Ein Jahr lang wohnte ich dort mit meiner kleinen Tochter in der obersten Etage eines alten dreistöckigen Bürogebäudes. Wir hatten das gesamte Stockwerk und noch das Dach für uns. Im Erdgeschoss gab es einen Fotoladen, die erste und zweite Etage hatte man geteilt und als Büros vermietet. In dem einen fertigte ein Ehepaar mit seiner Firma auf Bestellung goldene Wappen - als Plakette oder auch im Rahmen -, in den anderen befanden sich ein Buchhaltungsbüro sowie die Filiale einer Strickschule. Lediglich das zur Straße hinausgehende Büro im zweiten Stock stand, solange wir dort wohnten, leer. Hin und wieder schlich ich mich abends, wenn meine Tochter eingeschlafen war, dort hinein, lief in den Zimmern herum, öffnete das Fenster einen Spalt weit und genoss die Aussicht, die sich ein wenig von unserer, im dritten Stock, unterschied. Ich hatte dort immer das Gefühl, in einem Geheimzimmer zu sein, von dem sonst niemand etwas wusste.
Bevor wir eingezogen waren, hatte die einstige Besitzerin in der obersten Etage des Hauses gewohnt. Nur von dort gab es einen Zugang zum Dach, wo sich zu unserer Freude ein geräumiges Badezimmer befand.
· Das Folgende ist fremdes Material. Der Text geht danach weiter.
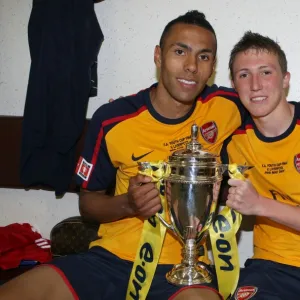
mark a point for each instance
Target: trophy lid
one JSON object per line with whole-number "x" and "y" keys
{"x": 193, "y": 151}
Im Gegenzug musste ich mich um den auf dem Dach befindlichen Wassertank und die Fernsehantenne kümmern. Außerdem gehörte es zu meinen Pflichten - für die Besitzerin schien das eine Selbstverständlichkeit zu sein -, spät abends, wenn alle nach Hause gegangen waren, noch einmal ins Erdgeschoss zu laufen und den Rollladen am Eingang herunterzulassen.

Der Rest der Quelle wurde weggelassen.